The political awakening of organic coffee grower Linda Moyher ’67 took place in the arms and ammunitions industry during the Vietnam War. The war, however, had nothing to do with the political stirrings Moyher felt in her first post-graduation job, at the Remington Arms Co., in her hometown of Stratford, Conn.
A Spanish major, Moyher was the firm’s first female export sales trainee, and the job, she thought, would put her in contact with Remington’s international clientele. But then she noticed a few things. “I was the only trainee who had to take a typing test,” she recalls. “And I was excluded from some training sessions, like budget forecasting.”
A feminist perspective was born. “I don’t think it ever occurred to them that I would want to move up in the company,” she said. “But I had ambitions.” So she quit and joined the Navy. “I figured the U.S. government wouldn’t discriminate against its own citizens. Not exactly the truth, but at least I had a fighting chance for a career.”
Today, Moyher and her husband, Ernie Carman, both former Navy officers, own and run Finca Cristina, a 30-acre coffee farm in Costa Rica. The organic operation sits on the south slope of Irazú Volcano, in the central highlands (about 4,500 feet) of Cartago province.
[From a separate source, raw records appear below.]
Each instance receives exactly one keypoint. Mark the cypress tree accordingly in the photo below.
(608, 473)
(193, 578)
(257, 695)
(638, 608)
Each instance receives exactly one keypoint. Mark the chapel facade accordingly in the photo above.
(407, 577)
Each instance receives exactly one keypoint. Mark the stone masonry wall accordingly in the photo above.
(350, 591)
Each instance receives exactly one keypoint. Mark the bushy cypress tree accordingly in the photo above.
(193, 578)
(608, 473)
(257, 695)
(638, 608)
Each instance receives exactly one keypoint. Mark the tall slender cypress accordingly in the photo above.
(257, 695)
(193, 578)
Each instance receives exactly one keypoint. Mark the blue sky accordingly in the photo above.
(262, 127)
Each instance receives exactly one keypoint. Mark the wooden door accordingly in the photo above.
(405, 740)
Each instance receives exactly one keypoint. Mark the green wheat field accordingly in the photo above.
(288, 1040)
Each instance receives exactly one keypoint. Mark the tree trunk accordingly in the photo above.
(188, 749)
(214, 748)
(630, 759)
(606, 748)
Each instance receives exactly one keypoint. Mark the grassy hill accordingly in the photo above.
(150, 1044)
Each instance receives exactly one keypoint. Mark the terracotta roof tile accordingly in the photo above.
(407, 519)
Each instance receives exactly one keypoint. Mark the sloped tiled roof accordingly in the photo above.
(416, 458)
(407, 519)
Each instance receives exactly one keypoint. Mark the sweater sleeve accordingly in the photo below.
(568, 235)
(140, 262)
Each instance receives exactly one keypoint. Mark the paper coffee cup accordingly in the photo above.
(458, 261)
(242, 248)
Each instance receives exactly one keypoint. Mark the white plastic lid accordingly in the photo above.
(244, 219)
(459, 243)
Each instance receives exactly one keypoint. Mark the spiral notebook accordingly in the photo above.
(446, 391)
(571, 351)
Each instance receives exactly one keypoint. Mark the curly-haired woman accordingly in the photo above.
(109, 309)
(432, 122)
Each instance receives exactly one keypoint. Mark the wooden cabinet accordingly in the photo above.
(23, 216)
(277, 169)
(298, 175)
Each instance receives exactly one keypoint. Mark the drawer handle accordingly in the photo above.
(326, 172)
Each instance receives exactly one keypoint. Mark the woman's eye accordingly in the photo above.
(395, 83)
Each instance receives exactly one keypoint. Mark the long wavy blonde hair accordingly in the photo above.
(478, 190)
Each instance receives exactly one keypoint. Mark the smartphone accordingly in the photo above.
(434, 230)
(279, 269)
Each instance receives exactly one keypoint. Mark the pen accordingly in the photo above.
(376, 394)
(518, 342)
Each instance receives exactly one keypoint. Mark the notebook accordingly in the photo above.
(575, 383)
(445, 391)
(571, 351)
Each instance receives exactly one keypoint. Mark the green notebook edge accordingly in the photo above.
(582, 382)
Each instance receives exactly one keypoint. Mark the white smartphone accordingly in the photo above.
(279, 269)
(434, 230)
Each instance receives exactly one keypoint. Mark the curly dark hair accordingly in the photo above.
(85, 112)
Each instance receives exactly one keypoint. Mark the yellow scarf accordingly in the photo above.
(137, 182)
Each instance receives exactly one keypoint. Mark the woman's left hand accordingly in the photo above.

Stationed along the Panama Canal in the 1970s, the couple bought Finca Cristina in 1977 and left the Navy, Moyher eschewing a promotion. At the time, the couple had a boy and a girl, and a second son would arrive in 1982. “This doesn’t sound like a feminist talking,” she says of the decision to settle on a Costa Rican farm, “but my mothering instincts said we would be better off living in one place rather than different Navy bases.”
Shade-grown and sun-dried, Finca Cristina’s Arabica coffee beans enjoy TLC during cultivation and production. Weeds are cut with machetes; tilling would damage coffee roots in the topsoil. “A conventional farm wouldn’t have as much organic matter in the soil, so the roots would go down,” Moyher explains.
Paid nearly twice the government rate, local workers hand-pick the coffee, cherry by cherry, rather than stripping them off the branch. Milling separates the beans from the fruit, and California red worms help compost the leftover pulp. The farm has never used chemical herbicides and pesticides, but Moyer defines “organic” as what is done. “You replant trees. You restore habitats. Our tiny farm has 270 bird species. Birds you see in New England winter on our farm.”
“We want to be environmentally, socially, and economically sustainable,” Moyher says. But with the price of coffee a third of what it was in the 1980s, economic sustainability “is the hardest.” Bypassing middlemen, Finca Cristina now mills its own coffee, exporting it directly to U.S. roasters (in 1997, the mill won an environmental award from the Ministry of Energy and Environment). And recently, the farm began roasting coffee for direct mail-order retail sale under the name Café Cristina.
Ironically, coffee roasting — the part of the business most removed from farming — is most profitable. But Moyher won’t abandon their organic mission. Making money is “not our success story,” she points out. “Our environment here on the farm, our children, and the way we treat the land and the people — that’s our success story.”